Diese Langzeittests müssen nicht abgeschlossen sein, bevor die Maschine in Serie geht. Für die Zulassung reicht es wenn bewiesen wurde, dass die Struktur ein Flugzeugleben unbeschadet übersteht. Und während die Bestellungen nun an die Kunden geliefert werden, wird weiter getestet. Und jetzt endlich sind erste Haarrisse beim Ermüdungsversuch einer A380 aufgetreten.
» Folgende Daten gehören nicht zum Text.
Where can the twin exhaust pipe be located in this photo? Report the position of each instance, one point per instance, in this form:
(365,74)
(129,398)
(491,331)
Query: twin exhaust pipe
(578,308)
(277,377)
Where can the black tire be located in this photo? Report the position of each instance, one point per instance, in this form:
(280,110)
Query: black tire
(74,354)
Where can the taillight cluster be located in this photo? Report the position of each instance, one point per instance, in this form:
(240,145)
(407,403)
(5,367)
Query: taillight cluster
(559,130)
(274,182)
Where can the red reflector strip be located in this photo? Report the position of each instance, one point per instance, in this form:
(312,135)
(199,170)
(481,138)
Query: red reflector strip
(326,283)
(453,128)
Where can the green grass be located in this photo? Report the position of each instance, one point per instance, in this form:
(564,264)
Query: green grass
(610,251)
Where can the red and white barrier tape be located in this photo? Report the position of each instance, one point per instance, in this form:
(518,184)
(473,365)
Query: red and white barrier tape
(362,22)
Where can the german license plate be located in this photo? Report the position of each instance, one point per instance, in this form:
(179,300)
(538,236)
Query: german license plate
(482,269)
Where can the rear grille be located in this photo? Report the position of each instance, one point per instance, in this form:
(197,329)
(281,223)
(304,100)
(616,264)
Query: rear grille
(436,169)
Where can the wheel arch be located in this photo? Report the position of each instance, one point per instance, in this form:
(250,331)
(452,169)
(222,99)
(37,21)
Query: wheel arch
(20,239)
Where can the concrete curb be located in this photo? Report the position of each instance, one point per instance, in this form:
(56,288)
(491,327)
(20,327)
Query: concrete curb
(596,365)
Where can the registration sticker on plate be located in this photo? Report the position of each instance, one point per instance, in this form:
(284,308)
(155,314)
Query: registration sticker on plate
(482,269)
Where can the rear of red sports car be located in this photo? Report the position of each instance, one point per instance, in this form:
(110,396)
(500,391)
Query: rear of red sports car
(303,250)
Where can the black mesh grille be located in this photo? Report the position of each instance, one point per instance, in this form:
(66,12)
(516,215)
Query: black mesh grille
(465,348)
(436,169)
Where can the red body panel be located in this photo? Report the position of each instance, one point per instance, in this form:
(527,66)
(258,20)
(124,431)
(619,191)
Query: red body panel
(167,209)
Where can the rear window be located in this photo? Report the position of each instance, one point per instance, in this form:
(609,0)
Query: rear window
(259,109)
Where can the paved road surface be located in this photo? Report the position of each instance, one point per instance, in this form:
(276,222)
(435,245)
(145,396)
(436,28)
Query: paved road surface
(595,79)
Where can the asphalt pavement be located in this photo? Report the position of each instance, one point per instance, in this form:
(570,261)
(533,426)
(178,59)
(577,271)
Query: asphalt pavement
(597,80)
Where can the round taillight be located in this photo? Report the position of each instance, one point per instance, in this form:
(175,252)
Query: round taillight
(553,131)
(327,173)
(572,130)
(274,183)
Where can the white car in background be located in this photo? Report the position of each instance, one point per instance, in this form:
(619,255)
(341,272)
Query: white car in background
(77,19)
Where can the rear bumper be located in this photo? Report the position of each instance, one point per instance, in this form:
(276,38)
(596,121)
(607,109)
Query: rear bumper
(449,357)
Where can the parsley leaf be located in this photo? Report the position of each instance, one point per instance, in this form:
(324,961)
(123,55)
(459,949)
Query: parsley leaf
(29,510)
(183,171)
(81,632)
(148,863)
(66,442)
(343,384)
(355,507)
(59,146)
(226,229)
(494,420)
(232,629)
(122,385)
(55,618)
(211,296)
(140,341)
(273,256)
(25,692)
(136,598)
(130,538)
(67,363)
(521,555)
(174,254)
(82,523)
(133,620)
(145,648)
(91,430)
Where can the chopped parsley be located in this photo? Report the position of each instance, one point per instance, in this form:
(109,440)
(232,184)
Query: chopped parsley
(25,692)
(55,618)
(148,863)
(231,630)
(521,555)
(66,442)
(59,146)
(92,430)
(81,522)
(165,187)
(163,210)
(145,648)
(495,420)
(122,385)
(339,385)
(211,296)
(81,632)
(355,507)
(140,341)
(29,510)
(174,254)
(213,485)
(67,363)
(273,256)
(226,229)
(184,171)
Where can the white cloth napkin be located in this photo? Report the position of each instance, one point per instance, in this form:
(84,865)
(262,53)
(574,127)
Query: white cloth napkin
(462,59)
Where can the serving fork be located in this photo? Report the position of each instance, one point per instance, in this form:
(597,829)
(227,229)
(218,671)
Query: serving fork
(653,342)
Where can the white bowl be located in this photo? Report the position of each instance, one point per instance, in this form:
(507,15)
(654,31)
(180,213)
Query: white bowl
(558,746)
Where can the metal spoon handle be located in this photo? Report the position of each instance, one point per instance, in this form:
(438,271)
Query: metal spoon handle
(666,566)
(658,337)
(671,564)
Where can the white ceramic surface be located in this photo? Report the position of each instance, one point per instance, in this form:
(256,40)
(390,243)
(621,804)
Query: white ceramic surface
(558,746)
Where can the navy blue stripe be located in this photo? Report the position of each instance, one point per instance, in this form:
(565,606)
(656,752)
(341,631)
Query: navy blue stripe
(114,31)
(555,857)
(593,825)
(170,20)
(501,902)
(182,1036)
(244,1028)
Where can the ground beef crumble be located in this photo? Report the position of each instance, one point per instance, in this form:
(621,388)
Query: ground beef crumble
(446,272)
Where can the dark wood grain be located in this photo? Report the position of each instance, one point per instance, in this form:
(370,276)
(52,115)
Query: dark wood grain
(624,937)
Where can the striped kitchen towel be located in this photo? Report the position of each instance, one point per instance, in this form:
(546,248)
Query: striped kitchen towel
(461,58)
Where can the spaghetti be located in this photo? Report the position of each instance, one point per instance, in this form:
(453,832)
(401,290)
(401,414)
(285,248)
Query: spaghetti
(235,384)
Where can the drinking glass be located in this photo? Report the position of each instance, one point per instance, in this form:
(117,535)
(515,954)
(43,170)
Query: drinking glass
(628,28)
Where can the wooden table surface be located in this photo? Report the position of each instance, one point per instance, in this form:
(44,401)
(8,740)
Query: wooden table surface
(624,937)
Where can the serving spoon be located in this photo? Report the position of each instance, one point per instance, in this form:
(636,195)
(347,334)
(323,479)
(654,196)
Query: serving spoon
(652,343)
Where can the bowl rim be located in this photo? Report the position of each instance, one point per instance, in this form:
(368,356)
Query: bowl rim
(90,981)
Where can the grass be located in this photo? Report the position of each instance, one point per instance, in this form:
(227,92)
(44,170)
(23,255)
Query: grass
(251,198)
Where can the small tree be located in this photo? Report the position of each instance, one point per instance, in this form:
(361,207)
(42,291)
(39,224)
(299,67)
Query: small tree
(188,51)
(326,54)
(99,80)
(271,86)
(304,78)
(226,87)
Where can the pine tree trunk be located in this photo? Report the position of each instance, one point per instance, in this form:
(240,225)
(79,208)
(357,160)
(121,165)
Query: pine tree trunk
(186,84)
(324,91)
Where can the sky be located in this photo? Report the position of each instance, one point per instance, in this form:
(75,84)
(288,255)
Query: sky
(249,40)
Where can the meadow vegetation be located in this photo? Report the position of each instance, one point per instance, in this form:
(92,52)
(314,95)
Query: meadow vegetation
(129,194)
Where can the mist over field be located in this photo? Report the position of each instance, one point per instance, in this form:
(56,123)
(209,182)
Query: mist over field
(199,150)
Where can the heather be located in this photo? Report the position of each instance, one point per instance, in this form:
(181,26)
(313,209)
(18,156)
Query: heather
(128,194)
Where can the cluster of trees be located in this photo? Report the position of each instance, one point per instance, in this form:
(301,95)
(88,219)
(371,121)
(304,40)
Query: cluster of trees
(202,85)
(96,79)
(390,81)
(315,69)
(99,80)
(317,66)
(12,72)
Airbus hat sofort reagiert und die Grundüberholungsintervalle von 12 Jahre auf 6 Jahre verkürzt. Immer zur sicheren Seite.

Bei Boeing soll die Ursache der eben erst entdeckten Haarrisse in einem veränderten Produktionsprozess beim Zulieferer Mitsubishi Heavy Industries liegen. Angeblich ist nämlich keiner der 122 ausgelieferten Dreamliner betroffen, sondern nur Maschinen, die derzeit in der Fertigung sind oder noch in Everett auf dem Hof stehen. Teilweise wurden sie noch gar nicht testgeflogen. Allerdings handelt es sich dabei um die stolze Zahl von 42 Flugzeugen. Und diese alle in Ordnung zu bringen, dürfte vor allem eine größere organisatorische Herausforderung werden.